Here, we report a novel locus for late-onset NCD at a (GCC)-repeat in the 5′ UTR of the SMAD9 gene, and indication of natural selection at this locus at the inter- and intra-species levels. This locus harbors combinatory genotypes that specifically (unambiguously) predispose or protect against moderate to severe late-onset NCD in humans. Interestingly, a number of those combinatory genotypes were detected repeatedly. The NCD patients harboring the specific genotypes encompassed a spectrum of possible diagnoses, including CVD and AD. Although the percentage of individuals harboring such genotypes was modest (approximately 4% of the genotypes in each group), those genotypes represent an underappreciated feature, which may enhance the perspective of disease pathogenesis in disorders that appear to be complex, and yet may be linked to unambiguous genotypes at certain STR loci.
The primary importance of (GCC)-repeats stems from a possible link between that type of STR and natural selection, mainly for two reasons: Firstly, (GCC)-repeats are specifically enriched in the exons. Secondly, CpG-rich sequences are mutation hotspots [27] and frequently interrupted by single nucleotide substitutions as a result of C to T transitions, which is also the likely possibility at the (GCT)-residue at the immediate downstream flanking sequence of human SMAD9 (GCC)-repeat. The intact block of the (GCC)-repeat in primates, and not in any other order, supports selective advantage of this repeat in this order.
We found significant excess of the (GCC)7 allele in the NCD group and genotypes that consisted of (GCC)7 and not (GCC)9 in this group only. On the contrary, we found genotypes in the control group only, and not in the NCDs, that consisted of (GCC)9 and not (GCC)7. Based on the above findings, we propose that the (GCC)7 allele may function as risk factor for late-onset NCD, whereas (GCC)9 may be protective. Similar to our findings in SMAD9, we have previously reported another predominantly biallelic (GCC)-repeat of 8 and 9 repeats in the 5′ UTR of the human SBF1 gene, in which excess of the shorter allele was detected in the NCD group [28].
Searching the Genome Aggregation Database (gnomAD) for the human SMAD9 (GCC)-repeat yielded inconclusive data for the annotated alleles and genotypes (https://gnomad.broadinstitute.org). The above finding is most likely due to the frequent failure of the general whole-exome sequencing methods to capture GC-rich sequences. Successful PCR amplification of the human SMAD9 gene is challenging and warrants stringent conditions and special GC-rich buffer preparations as described in the Methods. Furthermore, this imperfect STR is disrupted by T nucleotides in its 3′ end, as revealed by the (GCT)-residue. This indicates that conventional fragment analysis is not an efficient method for scoring (GCC)-repeats at this locus, and it is necessary that every sample is sequenced for obtaining accurate data.
SMAD9 is predominantly expressed in the brain and skeletal tissues [18, 29, 30], and the protein encoded by this gene can translocate into the nucleus and affect the transcriptional regulation of target genes. Higher order brain functions and skeletal phenotypes (characteristics that have significantly diverged in primates versus other orders of animals) may be selection forces for the expansion of this STR in primates. Various (GCC/GGC)-repeats of a similar length range to the human SMAD9 gene STR can alter gene expression activity [31, 32]. Our bioinformatics analysis revealed that the number of (GCC)-repeats may change the RNA secondary structure (stem-loops) and accessibility (unpaired RNA bases) of, at least, exons 1 and 2 of human SMAD9 (Fig. 5). RNA stem-loops in structurome data reveals widespread association with protein binding sites [33], which may, in turn, alter the processes linked to transcription and translation.
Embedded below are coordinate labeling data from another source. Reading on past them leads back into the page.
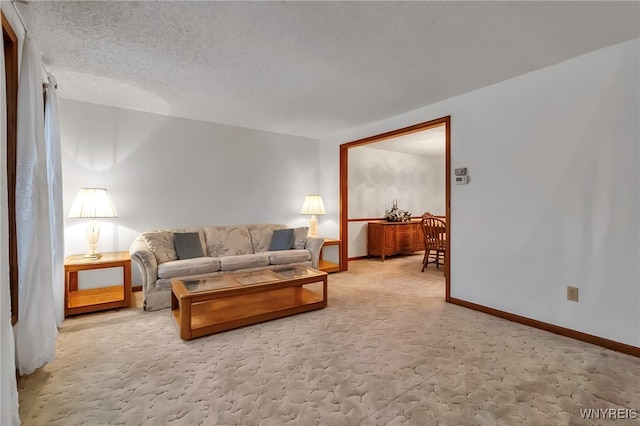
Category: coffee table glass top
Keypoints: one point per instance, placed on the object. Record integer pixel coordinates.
(226, 282)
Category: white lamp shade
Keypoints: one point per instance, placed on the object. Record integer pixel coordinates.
(313, 205)
(93, 203)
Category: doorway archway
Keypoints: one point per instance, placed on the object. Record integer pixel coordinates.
(344, 185)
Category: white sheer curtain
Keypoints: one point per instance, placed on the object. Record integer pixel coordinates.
(54, 179)
(8, 388)
(36, 330)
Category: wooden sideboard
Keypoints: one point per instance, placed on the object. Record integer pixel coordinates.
(389, 238)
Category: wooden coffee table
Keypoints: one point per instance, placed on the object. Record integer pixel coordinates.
(215, 304)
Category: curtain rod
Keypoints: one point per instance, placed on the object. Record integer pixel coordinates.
(13, 3)
(26, 31)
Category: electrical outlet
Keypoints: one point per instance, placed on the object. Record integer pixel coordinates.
(572, 293)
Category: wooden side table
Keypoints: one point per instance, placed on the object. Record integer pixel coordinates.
(325, 265)
(96, 299)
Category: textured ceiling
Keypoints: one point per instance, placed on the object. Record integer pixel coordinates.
(307, 68)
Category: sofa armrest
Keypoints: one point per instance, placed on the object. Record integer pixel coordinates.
(142, 255)
(314, 245)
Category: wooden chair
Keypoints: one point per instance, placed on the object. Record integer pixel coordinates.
(435, 239)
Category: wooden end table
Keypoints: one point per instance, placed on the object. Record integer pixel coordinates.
(96, 299)
(325, 265)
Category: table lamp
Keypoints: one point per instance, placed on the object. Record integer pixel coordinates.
(313, 205)
(93, 203)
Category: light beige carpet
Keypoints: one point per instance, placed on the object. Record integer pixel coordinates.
(387, 350)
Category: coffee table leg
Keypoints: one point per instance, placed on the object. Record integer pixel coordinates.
(185, 319)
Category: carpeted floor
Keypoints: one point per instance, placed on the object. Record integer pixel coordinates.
(387, 350)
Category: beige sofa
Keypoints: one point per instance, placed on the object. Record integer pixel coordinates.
(224, 249)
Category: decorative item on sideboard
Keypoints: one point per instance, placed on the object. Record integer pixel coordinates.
(395, 214)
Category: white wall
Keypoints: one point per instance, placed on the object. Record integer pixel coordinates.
(377, 177)
(554, 192)
(171, 172)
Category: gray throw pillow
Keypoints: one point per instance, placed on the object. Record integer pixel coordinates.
(187, 245)
(300, 237)
(282, 239)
Another interesting feature at this locus and a number of other previously reported instances are the low-frequency alleles, which might have been subject to negative natural selection [8, 14, 34]. In human SMAD9, examples of those alleles are (GCC)8 and (GCC)10. Two genotypes consisting of those rare alleles i.e., 7/8 and 8/10, were detected in the NCD group only. Genotypes consisting of low-frequency alleles at a (GCC) locus in the NCD patients were also detected in the RASGEF1C and SBF1 gene loci [14, 28]. While allele and genotype-wise, the (GCT)-residue did not skew in the NCD group versus controls, conjunction of (GCT)1 and (GCT)3 with (GCC)7 were detected in two NCD patients, and not in any controls.
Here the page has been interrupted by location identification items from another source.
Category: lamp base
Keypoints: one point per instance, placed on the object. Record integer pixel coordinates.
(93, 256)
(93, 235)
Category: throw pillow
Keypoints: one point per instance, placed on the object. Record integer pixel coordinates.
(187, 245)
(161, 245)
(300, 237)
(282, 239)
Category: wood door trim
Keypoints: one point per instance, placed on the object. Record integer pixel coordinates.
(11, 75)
Reported instances of STR allelic natural selection at non-coding loci in humans are rare [8, 14, 34], and the SMAD9 (GCC)-repeat provides a potentially valuable locus to further test this phenomenon.
It is warranted that this STR locus is sequenced in larger samples and in a spectrum of neurological disorders. Mechanisms underlying allele and genotype selection should also be examined in future functional studies.